O Senhor de Marsais acreditava muito no diabo e muito pouco em Deus. No entanto, ele mantinha uma pequena capela em seu castelo, na qual o serviço divino era às vezes celebrado. Dirigiu-se a ela e correu à pia. Tremeu de alegria quando viu que a pia estava meio cheia. Derramou a água benta na bainha da espada para garantir a vitória. À meia-noite, chegou à Encruzilhada dos Finados. O estranho já estava lá. Ao lado de sua mula, esperava o seu adversário. Conforme prometera, desvelou o seu rosto.

A horrível expressão de seus traços não deixava dúvidas: era realmente o governante do inferno. Geoffrey se pôs à sua frente e rapidamente desembainhou espada. Imediatamente, o diabo soltou um grito de dor: água benta tinha acabado de atingir-lhe o rosto. Coberto de queimaduras, cego, ele não conseguiu se defender.

— Estou derrotado! — gritou, enfurecido. — Como prova de sua vitória, deixo-lhe a minha mula. Tome-a sem receio. Ela lhe será de grande utilidade. É um animal precioso: nunca se cansa e não precisa de comida. Nem sequer deve dar-lhe de beber.

Sem esperar pela resposta de Geoffrey, o demônio desapareceu. A mula permaneceu no mesmo lugar. O senhor de Marsais não tinha certeza se deveria aceitar esse presente singular. No entanto, ele finalmente decidiu levá-la consigo.

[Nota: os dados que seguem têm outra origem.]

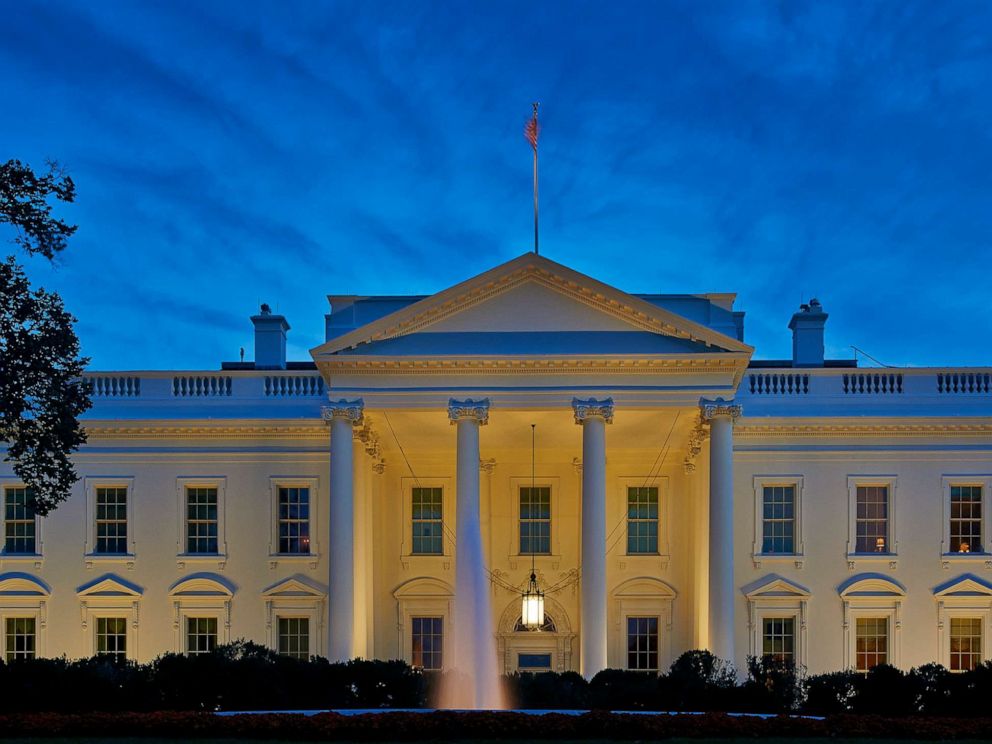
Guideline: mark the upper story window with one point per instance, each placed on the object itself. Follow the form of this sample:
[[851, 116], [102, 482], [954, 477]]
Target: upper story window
[[111, 520], [427, 520], [778, 521], [642, 520], [872, 519], [535, 520], [20, 641], [201, 520], [19, 524], [294, 520], [966, 519]]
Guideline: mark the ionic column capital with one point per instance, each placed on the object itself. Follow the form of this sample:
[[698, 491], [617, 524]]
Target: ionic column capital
[[585, 409], [351, 410], [468, 409], [711, 409]]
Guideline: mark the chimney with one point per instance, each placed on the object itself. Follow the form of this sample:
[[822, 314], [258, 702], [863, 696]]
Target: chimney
[[270, 339], [807, 335]]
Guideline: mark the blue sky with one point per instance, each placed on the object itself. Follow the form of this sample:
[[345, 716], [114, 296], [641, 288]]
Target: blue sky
[[229, 153]]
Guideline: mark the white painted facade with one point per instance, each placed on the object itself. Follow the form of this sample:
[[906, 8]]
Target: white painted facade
[[650, 395]]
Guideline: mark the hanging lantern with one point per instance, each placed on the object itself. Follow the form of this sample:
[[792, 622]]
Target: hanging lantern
[[532, 610]]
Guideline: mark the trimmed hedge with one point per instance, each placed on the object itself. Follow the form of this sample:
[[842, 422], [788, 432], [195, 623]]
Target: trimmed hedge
[[247, 676]]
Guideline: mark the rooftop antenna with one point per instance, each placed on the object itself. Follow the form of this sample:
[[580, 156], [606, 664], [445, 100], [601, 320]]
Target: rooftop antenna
[[531, 131]]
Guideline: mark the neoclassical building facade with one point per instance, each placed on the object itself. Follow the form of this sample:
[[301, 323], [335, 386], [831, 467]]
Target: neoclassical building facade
[[682, 493]]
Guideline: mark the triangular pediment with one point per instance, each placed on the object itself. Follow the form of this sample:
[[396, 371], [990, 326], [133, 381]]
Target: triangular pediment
[[529, 295], [109, 586], [775, 587]]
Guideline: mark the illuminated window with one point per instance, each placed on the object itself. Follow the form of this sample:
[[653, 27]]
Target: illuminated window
[[535, 520], [966, 643], [872, 520], [294, 637], [428, 639], [871, 642], [428, 538], [966, 519], [201, 520], [111, 637], [19, 524], [19, 638], [111, 521], [778, 638], [778, 520], [642, 644], [642, 520], [201, 635], [294, 520]]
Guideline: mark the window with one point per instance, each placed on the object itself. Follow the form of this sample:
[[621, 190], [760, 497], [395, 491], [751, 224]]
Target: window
[[534, 662], [535, 520], [642, 520], [19, 638], [966, 519], [19, 522], [872, 520], [778, 528], [111, 520], [642, 643], [201, 635], [294, 637], [427, 642], [966, 643], [111, 637], [778, 638], [428, 518], [872, 642], [201, 520], [294, 520]]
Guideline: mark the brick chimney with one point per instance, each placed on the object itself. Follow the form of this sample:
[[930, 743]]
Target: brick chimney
[[270, 339], [807, 335]]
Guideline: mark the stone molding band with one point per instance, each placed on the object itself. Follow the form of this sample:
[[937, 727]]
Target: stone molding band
[[591, 407], [469, 409]]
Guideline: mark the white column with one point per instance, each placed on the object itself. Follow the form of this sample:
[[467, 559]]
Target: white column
[[720, 414], [343, 415], [474, 641], [593, 415]]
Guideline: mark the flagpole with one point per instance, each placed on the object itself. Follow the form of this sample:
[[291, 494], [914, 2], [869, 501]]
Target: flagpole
[[536, 250]]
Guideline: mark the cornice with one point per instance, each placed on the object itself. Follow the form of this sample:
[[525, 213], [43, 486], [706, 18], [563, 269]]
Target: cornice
[[705, 364]]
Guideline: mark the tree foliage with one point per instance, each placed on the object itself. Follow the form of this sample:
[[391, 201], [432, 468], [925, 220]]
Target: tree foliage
[[41, 389]]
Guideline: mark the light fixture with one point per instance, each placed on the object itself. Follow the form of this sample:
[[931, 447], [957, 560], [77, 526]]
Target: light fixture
[[532, 605]]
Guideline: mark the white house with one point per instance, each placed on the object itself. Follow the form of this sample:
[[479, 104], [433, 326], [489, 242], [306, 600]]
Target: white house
[[685, 495]]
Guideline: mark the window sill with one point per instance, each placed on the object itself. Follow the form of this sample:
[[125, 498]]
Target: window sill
[[798, 559], [220, 559], [947, 559], [313, 559], [22, 559], [853, 559], [94, 559]]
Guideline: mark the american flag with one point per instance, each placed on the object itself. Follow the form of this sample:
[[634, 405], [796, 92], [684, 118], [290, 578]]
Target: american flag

O diabo dissera a verdade: a montaria era incansável. Geoffrey usou-a para a reconstrução de seu antigo castelo, transportando os materiais. Os trabalhadores não eram suficientes para assentar as pedras que ela, sem trégua ou descanso, dia e noite, lhes trazia. O edifício ergueu-se como que por magia, para grande satisfação de Geoffrey, e para a grande consternação dos camponeses da região. Vendo as altas torres do castelo erguerem-se tão rapidamente, eles  murmuravam entre si:

— Esta é uma obra do inferno.

Como que para provar que eles tinham razão, o senhor concluiu sua construção sem reerguer a capela, que ele havia mandado demolir. No entanto, o trabalho terminou sem acidentes, e Geoffroi pôde se estabelecer em sua nova morada.

Lá vivia há alguns dias, quando, certa noite, acreditando que estava fazendo a coisa certa, alguém deu à mula um pouco de aveia. O animal, imediatamente enfurecido, lançou um coice tão terrível contra a parede que o todo o castelo desabou, enterrando sob suas ruínas o senhor e a sua gente.

O cavaleiro amaldiçoado apareceu, diz-se, no meio das ruínas, gritando:

— Estou vingado!

Então, o diabo partiu em sua mula, que galopou pelo caminho de Maranzais. Ainda podemos ver vestígios de sua passagem no pedestal da cruz de Mathon. É a pegada da ferradura da montaria de Satanás. Enquanto passava, a mula queria derrubar a cruz, mas só conseguiu fazer uma ligeira amolgadura na pedra.

 

Fonte: “Revue de l’Anuis, de la Saintonge et du Poitou” (La Rochelle e Niort, França), edição de junho de 1869.